注目される「よきサマリア人の法」の行方
令和5年(2023年)10月24日の衆議院本会議での、岸田総理大臣の所信に対する代表質問で、自由民主党の稲田朋美代議士の質問に関し、次のようなやりとりがありました。(抜粋・筆者文字起こし。)
(稲田朋美代議士)
「我が国では、子供食堂や子供宅食フードバンクなどの取り組みが、主に貧困対策の観点から全国で広がりつつあります。一方、米国や欧州では、環境面を含め、総合的な観点から、食品ロスを削減するために、食品寄附に起因した法的責任を問わないよきサマリア人の法や、税制優遇措置などを導入しています。食品ロスの削減の推進に関する法律制定から今年で5年、我が国も法的措置を含め、戦略的に食品寄附を促進していく必要があります。」
「食品ロスへの積極的な取組の方向性、及び(略)、どのような方針で臨まれるのか、総理の見解をうかがいたいと思います。」
(岸田総理)
「2030年度まで、2000年度比で食品ロス量を半減させる政府目標達成に向け、関連する政策パッケージを年末までに作成することとしており、ご指摘の食品の寄附を促進させるための法的措置をはじめ政府全体で検討を加速化させてまいります。」
筆者は、「「草の根ロビイング」の展開-食品ロスの削減を推進する法律の成立―」日本政治法律学会『日本政治法律研究』第2号(2019.3.31)において、食品ロスの削減を推進する法律が、NPO等を中心とする「草の根ロビイング」の動きにより議員立法で成立した事案を取り上げています。
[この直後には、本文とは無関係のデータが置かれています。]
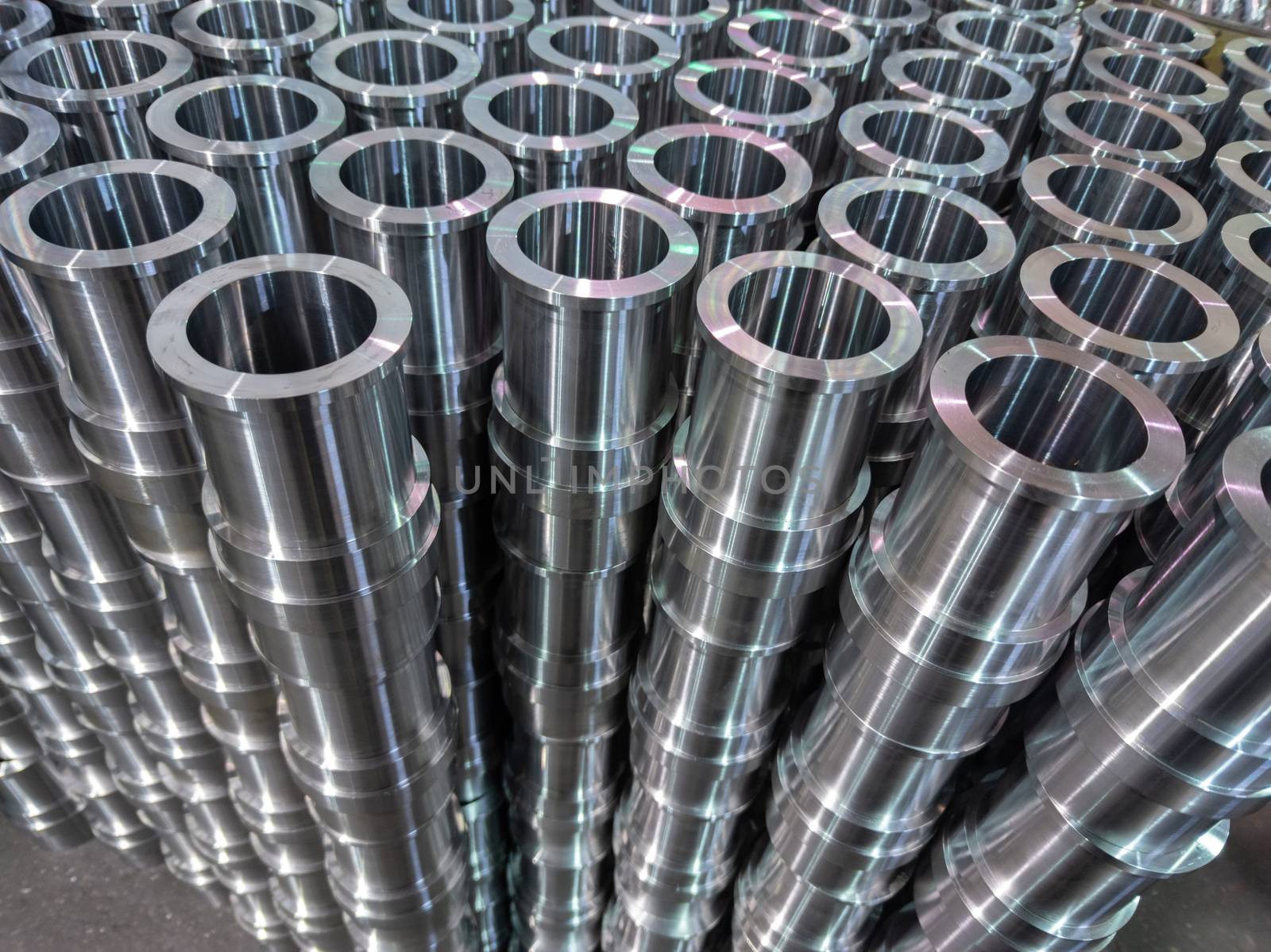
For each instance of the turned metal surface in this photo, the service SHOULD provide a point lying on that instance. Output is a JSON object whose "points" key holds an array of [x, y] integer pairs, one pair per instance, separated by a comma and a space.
{"points": [[397, 78], [270, 37], [945, 251], [1120, 127], [923, 141], [99, 86], [558, 131], [258, 133], [635, 59], [778, 101]]}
この食品ロスの削減の推進に関する法律のアドボカシーを行った者から聞いた話では、当初から、この「よきサマリア人の法」の導入を目標の一つとしていたとのことでした。
「よきサマリア人の法」は、新約聖書のルカによる福音書にある、「よきサマリア人のたとえ」からのもの。傷ついた旅人に接して、ケガの手当てをし、介抱したサマリア人の話から隣人愛を説く。ここから、寄附した人の行為を肯定し、その寄附されたものが原因となって問題が起きても、その寄附した人の責任は問わないようにする法制について、この言葉が使われるというものです。
食品ロスの削減の推進に関する法律(令和元年法律第19号)には、その第19条の第3項に、この「よきサマリア人の法」を念頭に置いた規定とされるものが置かれています。
(未利用食品等を提供するための活動の支援等)
第19条 国及び地方公共団体は、食品関連事業者その他の者から未利用食品等まだ食べることができる食品の提供を受けて貧困、災害等により必要な食べ物を十分に入手することができない者にこれを提供するための活動が円滑に行われるよう、当該活動に係る関係者相互の連携の強化等を図るために必要な施策を講ずるものとする。
2 前項に定めるもののほか、国及び地方公共団体は、民間の団体が行う同項の活動を支援するために必要な施策を講ずるものとする。
3 国は、第一項の活動のための食品の提供等に伴って生ずる責任の在り方に関する調査及び検討を行うよう努めるものとする。
与党、自民党の代表質問で、この「食品の提供等に伴って生ずる責任の在り方」について、単なる「調査及び検討」から「法制措置」に踏み込んでの質問がなされ、総理からも「法制措置」の検討の加速化の言及があったことは、ようやくこの法制化の動きが具体化するのかと思われ、大いに注目されます。